That's why I'm privy to exactly what Kiffin promised 13-year-old David Sills to entice him to join the USC class of 2015.
1. Monte Kiffin gave him his Purple Heart from World War I.
2. Lane connected with Sills thanks to his knowledge of classic cinema. Sills was wowed by Kiffin's expansive knowledge of such films as, "The Matrix Reloaded" and "Old School," released when Stills was a wee pocket passer of 6.
3. Lil Wayne will rap at Sills's senior prom ... in 2015.
4. When Sills hits puberty, Kiffin has already promised him his own pellet gun to rob neighborhood gas stations.
5. The USC song girls got on the phone and performed the newest Trojan cheer, "Dela-Where, Dela-Where, Dela-Where, it will be legal for us to sleep with you in five years."
6. Coach Ed Orgeron promised him a mustache. Told that he could not control the growth of a young boy's facial hair, Coach O. covered the phone and scowled.
"WhennaCoachOsayin' hairdegrow, hairdegrowin'."
7. Was I the only person that immediately thought, this kid must be the illegitimate child of Urban Meyer and Lane Kiffin is just trying to draw attention to him?

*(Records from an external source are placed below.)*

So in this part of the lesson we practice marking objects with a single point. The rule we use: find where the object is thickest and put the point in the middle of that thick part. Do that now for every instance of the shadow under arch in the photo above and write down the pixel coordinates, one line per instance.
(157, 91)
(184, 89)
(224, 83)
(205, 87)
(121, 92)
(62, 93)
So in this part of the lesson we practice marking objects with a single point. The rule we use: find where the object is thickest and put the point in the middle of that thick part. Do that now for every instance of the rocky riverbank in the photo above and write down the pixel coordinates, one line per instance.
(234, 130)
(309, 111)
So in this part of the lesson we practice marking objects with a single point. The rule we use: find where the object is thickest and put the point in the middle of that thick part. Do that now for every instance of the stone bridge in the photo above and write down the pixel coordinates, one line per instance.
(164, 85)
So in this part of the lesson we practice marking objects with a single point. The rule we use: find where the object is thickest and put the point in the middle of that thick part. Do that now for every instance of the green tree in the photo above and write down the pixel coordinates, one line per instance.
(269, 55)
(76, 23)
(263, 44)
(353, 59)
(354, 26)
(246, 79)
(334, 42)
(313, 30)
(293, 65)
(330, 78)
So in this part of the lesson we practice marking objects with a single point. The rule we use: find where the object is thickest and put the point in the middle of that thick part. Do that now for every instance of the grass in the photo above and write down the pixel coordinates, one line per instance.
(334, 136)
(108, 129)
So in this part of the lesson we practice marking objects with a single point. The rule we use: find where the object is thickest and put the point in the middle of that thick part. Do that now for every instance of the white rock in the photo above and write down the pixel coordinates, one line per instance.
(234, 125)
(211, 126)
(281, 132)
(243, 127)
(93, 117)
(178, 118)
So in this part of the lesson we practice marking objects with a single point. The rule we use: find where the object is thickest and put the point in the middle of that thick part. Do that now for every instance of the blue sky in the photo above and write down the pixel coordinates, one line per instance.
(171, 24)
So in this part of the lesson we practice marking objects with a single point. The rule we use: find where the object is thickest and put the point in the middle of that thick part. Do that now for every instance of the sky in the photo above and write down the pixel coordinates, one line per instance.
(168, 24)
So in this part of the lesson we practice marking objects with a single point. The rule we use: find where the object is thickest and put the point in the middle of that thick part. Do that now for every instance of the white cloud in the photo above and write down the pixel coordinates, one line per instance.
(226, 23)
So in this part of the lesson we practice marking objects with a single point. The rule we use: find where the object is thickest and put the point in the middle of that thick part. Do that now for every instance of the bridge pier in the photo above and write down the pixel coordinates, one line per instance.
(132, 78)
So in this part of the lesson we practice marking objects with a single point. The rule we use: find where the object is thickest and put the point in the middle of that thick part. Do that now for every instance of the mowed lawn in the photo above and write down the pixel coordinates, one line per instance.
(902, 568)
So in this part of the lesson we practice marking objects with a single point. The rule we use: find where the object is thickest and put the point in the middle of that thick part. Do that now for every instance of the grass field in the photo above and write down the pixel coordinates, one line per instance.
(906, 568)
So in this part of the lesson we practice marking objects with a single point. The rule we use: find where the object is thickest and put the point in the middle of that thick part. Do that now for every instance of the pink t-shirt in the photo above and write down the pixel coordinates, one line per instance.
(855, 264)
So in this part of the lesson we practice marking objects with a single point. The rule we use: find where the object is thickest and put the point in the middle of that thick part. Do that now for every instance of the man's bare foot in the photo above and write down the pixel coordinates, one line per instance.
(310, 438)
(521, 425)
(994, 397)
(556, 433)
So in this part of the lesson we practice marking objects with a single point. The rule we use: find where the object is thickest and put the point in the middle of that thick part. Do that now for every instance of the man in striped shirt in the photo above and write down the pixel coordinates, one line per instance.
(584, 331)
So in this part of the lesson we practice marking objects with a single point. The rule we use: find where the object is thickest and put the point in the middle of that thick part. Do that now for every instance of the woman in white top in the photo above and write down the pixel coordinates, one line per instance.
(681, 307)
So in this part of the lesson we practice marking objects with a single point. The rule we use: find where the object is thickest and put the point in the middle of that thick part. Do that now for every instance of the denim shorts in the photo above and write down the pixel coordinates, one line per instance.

8. Kiffin telephoned former Kentucky coach Billy Gillispie to ask for tips. Gillispie, reached at his 1 a.m. tee time, had this to say, "By goshhhh, you're the Erwin Rommels of footballs."
9. He overcame Layla Kiffin's dismay over the danger facing the Earth. "Lane," Layla gushed, "everybody knows the world is ending in 2014."
10. You think Kiffin's bad? When Al Davis heard that Kiffin had locked up Sills to play for him, Davis broke his overhead projector. The Oakland Raiders owner had been prepared to name him head coach.
11. Kiffin's crazy like a fox. He told Sills that USC was going to have the death penalty for recruiting improprieties until 2015 and he was just getting a head start on the first actual class that will enroll at USC.